Re: getdents - ext4 vs btrfs performance
From: Ted Ts'o <tytso@mit.edu>
Date: 2012-03-18 20:56:58
Also in:
linux-btrfs, linux-fsdevel, lkml
On Thu, Mar 15, 2012 at 11:42:24AM +0100, Jacek Luczak wrote:
That was not a SVN server. It was a build host having checkouts of SVN projects. The many files/dirs case is common for VCS and the SVN is not the only that would be affected here.
Well, with SVN it's 2x or 3x the number of files in the checked out source code directory, right? So if a particular source tree has 2,000 files in a source directory, then SVN might have at most 6,000 files, and if you assume each directory entry is 64 bytes, we're still talking about 375k. Do you have more files than that in a directory in practice with SVN? And if so why?
AFAIR git.kernel.org was also suffering from the getdents().
git.kernel.org was suffering from a different problem, which was that the git.kernel.org administrators didn't feel like automatically doing a "git gc" on all of the repositories, and a lot of people were just doing "git pushes" and not bothering to gc their repositories. Since git.kernel.org users don't have shell access any more, the git.kernel.org administrators have to be doing automatic git gc's.
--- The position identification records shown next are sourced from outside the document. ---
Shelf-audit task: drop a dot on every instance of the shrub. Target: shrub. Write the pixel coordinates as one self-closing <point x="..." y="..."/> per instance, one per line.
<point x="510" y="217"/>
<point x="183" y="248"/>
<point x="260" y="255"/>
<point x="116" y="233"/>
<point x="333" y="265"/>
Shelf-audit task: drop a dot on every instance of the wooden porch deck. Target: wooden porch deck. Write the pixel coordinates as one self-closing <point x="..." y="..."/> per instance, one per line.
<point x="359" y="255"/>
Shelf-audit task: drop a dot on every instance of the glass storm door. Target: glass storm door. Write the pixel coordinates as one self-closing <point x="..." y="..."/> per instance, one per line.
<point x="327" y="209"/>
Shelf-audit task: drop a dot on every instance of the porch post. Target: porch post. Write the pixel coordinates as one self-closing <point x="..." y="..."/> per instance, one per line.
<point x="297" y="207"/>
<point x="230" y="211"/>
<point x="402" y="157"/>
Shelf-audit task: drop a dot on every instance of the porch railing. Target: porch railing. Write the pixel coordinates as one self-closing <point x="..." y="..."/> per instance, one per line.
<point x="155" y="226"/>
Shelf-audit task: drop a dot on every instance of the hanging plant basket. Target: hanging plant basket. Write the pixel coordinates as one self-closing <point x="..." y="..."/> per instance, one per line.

By default git is supposed to automatically do a gc when there are more than 6700 loose object files (which are distributed across 256 1st level directories, so in practice a .git/objects/XX directory shouldn't have more than 30 objects in it, which each directory object taking 48 bytes). The problem I believe is that "git push" commands weren't checking gc.auto limit, and so that's why git.kernel.org had in the past suffered from large directories. This is arguably a git bug, though, and as I mentioned, since we all don't have shell access to git.kernel.org, this has to be handled automatically now....
Same applies to commercial products that are heavily stuffed with many files/dirs, e.g. ClearCase or Synergy.
How many files in a dircectory do we commonly see with these systems? I'm not familiar with them, and so I don't have a good feel for what typical directory sizes tend to be.
A medium size you are referring would most probably fit into 256k and this could be enough for 90% of cases. Large production system running on ext4 need backups thus those would benefit the most here.
Yeah, 256k or 512k is probably the best. Alternatively, the backup
programs could simply be taught to sort the directory entries by inode
number, and if that's not enough, to grab the initial block numbers
using FIEMAP and then sort by block number. Of course, all of this
optimization may or may not actually give us as much returns as we
think, given that the disk is probably seeking from other workloads
happening in parallel anyway (another reason why I am suspicious that
timing the tar command may not be an accurate way of measuring actual
performance when you have other tasks accessing the file system in
parallel with the backup).
- Ted